C’est un effet de la réforme rarement pointé par les syndicats dans leurs communications publiques, focalisées, légitimement, sur l’impact global pour les travailleurs et la protection sociale. Les syndicats ont manifesté à plusieurs reprises ces derniers mois, et le ministre a essuyé de vives critiques sur les conséquences de la réforme pour les femmes, qui travaillent plus souvent à temps partiel que les hommes. Le cas du veuf ou du mari en fin de carrière dépendant du taux ménage reste, lui, largement dans l’ombre.

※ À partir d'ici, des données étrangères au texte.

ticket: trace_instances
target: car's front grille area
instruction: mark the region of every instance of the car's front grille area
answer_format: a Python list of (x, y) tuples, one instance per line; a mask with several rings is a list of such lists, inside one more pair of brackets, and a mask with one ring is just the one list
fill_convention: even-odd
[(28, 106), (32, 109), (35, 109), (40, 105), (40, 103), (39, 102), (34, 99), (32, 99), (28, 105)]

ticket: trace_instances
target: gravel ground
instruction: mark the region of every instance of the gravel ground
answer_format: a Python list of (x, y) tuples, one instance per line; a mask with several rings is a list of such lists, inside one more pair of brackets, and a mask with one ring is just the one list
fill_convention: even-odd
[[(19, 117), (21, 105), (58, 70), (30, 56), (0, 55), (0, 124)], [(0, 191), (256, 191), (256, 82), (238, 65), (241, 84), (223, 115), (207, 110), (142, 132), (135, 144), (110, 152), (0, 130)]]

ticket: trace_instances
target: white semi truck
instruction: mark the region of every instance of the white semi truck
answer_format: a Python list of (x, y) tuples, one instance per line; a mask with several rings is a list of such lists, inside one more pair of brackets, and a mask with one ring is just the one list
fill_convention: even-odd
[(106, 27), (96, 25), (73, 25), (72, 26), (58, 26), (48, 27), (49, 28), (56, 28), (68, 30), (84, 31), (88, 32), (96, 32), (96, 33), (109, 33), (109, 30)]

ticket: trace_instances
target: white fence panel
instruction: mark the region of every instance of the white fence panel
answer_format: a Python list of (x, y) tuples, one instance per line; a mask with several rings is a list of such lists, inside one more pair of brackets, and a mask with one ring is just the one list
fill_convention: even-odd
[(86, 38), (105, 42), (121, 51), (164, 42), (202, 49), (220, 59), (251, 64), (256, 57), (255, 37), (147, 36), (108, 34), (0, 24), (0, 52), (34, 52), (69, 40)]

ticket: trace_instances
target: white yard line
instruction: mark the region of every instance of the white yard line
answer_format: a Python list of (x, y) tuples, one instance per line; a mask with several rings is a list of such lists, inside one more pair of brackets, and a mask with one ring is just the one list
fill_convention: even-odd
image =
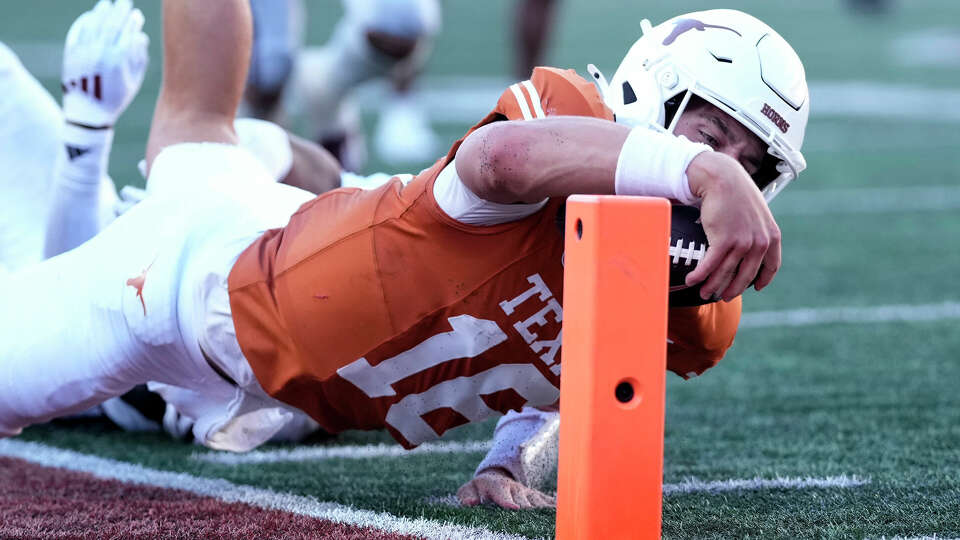
[(860, 476), (827, 476), (814, 478), (777, 477), (777, 478), (750, 478), (730, 479), (704, 482), (696, 478), (689, 478), (677, 484), (664, 484), (664, 495), (682, 495), (686, 493), (723, 493), (726, 491), (756, 491), (765, 489), (825, 489), (851, 488), (870, 483), (869, 478)]
[(180, 489), (227, 503), (244, 503), (282, 510), (302, 516), (326, 519), (359, 527), (374, 527), (397, 534), (425, 538), (471, 538), (521, 540), (525, 537), (488, 531), (480, 527), (452, 525), (428, 519), (398, 517), (386, 512), (359, 510), (351, 506), (318, 501), (312, 497), (277, 493), (269, 489), (234, 484), (222, 479), (202, 478), (185, 473), (149, 469), (122, 461), (104, 459), (71, 450), (16, 440), (0, 440), (0, 455), (20, 458), (47, 467), (87, 472), (99, 478), (131, 484)]
[(960, 319), (960, 302), (753, 311), (743, 314), (740, 319), (740, 329), (834, 323), (926, 322), (946, 319)]
[(770, 205), (774, 215), (882, 214), (960, 208), (960, 186), (788, 189)]
[(251, 463), (280, 463), (291, 461), (317, 461), (324, 459), (370, 459), (402, 458), (422, 454), (461, 454), (466, 452), (486, 452), (490, 441), (464, 441), (425, 443), (405, 450), (399, 444), (367, 444), (347, 446), (311, 446), (290, 450), (265, 450), (235, 454), (231, 452), (195, 452), (190, 457), (209, 463), (222, 465), (241, 465)]
[[(827, 477), (776, 477), (776, 478), (731, 478), (728, 480), (714, 480), (705, 482), (696, 478), (688, 478), (676, 484), (664, 484), (663, 496), (686, 495), (691, 493), (725, 493), (730, 491), (761, 491), (769, 489), (846, 489), (864, 486), (870, 483), (869, 478), (856, 475), (840, 475)], [(556, 493), (552, 493), (556, 495)], [(444, 497), (427, 497), (428, 504), (442, 504), (444, 506), (459, 507), (460, 499), (456, 495)]]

Ce qui est acquis, ce qui reste flou
Début mars 2026, le Conseil des ministres est parvenu à un accord lors de la troisième lecture de la nouvelle loi sur les pensions. La réforme des pensions est désormais prête à être examinée par le Parlement, avec l’ambition de mettre progressivement en œuvre les mesures à partir de 2027. Le parcours parlementaire n’est pas encore terminé au moment d’écrire ces lignes, et plusieurs modalités restent à préciser.

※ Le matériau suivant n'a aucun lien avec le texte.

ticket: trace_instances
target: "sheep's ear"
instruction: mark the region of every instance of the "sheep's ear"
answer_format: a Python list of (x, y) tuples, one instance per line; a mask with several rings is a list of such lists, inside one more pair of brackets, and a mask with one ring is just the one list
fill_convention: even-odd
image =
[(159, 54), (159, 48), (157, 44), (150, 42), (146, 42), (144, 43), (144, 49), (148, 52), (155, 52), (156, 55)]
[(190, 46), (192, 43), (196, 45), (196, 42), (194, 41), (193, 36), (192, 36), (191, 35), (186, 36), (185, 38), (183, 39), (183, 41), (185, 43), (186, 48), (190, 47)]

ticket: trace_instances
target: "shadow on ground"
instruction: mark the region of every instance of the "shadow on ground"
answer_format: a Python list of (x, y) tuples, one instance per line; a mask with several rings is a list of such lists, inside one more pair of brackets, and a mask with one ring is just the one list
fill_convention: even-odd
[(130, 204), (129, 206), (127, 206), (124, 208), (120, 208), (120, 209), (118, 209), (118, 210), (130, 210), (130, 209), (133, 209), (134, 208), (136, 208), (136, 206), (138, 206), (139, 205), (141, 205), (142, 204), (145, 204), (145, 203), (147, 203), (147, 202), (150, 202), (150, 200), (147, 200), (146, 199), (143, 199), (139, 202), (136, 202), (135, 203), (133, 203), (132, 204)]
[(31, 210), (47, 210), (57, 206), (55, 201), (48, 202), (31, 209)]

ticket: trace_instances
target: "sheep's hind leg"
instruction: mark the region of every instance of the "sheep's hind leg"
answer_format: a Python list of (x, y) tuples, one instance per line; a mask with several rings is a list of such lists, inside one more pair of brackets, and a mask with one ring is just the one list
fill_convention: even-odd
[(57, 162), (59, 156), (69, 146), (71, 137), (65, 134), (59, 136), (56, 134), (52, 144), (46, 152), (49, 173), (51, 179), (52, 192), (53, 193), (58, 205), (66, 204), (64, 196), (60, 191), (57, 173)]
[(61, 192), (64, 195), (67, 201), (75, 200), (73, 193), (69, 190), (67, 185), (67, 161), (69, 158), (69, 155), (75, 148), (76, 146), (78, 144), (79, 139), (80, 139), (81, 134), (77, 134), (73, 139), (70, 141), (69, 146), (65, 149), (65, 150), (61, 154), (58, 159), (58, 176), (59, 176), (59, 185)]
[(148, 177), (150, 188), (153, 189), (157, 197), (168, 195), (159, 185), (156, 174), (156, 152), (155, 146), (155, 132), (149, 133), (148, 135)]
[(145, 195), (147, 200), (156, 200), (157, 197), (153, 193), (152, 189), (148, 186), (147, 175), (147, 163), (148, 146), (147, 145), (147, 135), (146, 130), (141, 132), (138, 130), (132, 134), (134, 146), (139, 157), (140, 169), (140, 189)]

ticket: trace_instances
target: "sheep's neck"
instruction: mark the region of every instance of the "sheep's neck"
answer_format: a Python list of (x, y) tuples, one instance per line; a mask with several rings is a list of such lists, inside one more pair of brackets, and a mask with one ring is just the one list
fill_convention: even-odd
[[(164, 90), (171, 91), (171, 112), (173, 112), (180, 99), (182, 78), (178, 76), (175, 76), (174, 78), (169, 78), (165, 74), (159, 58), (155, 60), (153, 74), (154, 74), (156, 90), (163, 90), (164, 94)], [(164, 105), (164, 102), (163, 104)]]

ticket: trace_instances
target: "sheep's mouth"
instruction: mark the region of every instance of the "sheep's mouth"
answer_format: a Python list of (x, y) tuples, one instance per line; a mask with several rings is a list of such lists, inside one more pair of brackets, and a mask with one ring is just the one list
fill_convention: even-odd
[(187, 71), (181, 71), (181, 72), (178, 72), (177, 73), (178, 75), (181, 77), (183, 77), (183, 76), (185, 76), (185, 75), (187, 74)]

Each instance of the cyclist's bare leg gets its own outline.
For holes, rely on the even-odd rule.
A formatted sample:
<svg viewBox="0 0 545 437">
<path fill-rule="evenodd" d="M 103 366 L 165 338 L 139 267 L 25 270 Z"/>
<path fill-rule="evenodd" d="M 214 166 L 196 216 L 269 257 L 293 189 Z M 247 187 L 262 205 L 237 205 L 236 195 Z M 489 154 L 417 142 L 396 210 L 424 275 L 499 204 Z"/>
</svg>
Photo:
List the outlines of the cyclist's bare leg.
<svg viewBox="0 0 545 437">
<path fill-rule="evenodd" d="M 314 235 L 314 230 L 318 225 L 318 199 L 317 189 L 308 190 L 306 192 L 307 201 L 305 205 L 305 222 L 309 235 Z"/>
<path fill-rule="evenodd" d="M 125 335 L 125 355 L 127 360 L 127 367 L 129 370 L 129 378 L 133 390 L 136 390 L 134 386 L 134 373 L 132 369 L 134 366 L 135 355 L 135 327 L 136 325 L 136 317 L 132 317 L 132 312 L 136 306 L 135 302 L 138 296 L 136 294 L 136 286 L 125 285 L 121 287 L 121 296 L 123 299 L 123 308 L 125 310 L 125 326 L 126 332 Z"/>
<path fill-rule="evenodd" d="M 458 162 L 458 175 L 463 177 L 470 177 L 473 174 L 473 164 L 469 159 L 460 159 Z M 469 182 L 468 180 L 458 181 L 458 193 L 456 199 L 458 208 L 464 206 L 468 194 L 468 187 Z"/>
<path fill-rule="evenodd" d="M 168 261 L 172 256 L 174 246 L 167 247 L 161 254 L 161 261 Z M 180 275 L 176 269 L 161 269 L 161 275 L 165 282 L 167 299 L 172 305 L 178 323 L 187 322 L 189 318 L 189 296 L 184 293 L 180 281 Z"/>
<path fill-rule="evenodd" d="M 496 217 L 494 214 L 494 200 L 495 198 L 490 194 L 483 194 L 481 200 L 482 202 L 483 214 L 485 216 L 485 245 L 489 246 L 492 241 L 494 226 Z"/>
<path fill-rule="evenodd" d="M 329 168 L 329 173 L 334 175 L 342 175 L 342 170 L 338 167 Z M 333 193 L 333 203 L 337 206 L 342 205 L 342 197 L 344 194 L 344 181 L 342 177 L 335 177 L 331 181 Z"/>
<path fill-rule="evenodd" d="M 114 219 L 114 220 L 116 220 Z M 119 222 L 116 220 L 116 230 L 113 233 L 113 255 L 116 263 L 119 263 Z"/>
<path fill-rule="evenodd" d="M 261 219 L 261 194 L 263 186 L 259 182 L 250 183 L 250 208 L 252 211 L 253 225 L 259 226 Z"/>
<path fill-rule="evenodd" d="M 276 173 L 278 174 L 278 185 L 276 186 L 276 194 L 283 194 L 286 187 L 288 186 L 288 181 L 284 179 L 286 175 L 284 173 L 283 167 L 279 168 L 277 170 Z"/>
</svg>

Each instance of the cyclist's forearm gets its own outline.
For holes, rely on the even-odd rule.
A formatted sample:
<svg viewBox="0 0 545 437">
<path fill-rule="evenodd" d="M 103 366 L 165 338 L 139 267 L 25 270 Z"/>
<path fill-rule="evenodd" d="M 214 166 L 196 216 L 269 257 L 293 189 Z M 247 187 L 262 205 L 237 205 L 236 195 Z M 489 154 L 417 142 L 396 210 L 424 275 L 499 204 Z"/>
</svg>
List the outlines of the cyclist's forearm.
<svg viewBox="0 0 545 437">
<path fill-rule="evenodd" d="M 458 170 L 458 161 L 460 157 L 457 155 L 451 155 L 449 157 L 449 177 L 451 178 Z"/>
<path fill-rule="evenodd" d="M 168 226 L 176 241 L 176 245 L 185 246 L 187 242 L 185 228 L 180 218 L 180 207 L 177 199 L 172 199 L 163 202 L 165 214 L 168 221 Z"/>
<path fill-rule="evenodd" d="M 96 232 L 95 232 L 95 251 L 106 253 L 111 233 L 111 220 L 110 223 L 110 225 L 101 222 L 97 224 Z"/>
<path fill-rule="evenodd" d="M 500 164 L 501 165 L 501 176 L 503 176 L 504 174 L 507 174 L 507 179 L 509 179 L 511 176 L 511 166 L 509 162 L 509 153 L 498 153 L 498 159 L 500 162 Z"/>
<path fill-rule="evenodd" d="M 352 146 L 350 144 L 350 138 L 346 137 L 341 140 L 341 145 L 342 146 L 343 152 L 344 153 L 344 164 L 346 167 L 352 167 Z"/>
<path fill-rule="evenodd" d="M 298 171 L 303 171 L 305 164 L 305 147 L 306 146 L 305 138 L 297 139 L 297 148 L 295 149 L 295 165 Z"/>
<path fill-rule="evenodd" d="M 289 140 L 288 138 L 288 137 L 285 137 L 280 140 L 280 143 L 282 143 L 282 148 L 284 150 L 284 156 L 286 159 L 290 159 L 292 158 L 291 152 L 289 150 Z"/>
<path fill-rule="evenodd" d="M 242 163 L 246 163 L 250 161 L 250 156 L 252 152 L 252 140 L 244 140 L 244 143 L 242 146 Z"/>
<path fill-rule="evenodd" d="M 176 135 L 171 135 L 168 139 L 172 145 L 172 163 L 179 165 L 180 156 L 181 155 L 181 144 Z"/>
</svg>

La suppression partielle de la pension au taux ménage et de la pension de conjoint divorcé, ainsi que le remplacement de certaines pensions de survie par l’allocation de transition, ne sont pas encore entièrement modélisés dans les études d’impact, car les modalités de ces mesures n’ont pas encore été pleinement précisées. Le Bureau fédéral du Plan lui-même l’admet.
Ce flou n’exonère personne de se préparer. Les pensions des personnes qui bénéficient déjà de ces dispositifs ne sont pas menacées par la réforme. Mais il en va tout autrement pour les personnes qui ont aujourd’hui 50 voire 60 ans, qui n’ont plus la possibilité de construire une carrière différente. Pour tout veuf ou veuve dont le conjoint décède après l’entrée en vigueur de la réforme, les règles du jeu changent. Vérifier ses droits sur mypension.be avant que la loi soit définitivement votée reste le geste le plus concret, et le plus négligé, que chacun peut poser dès maintenant.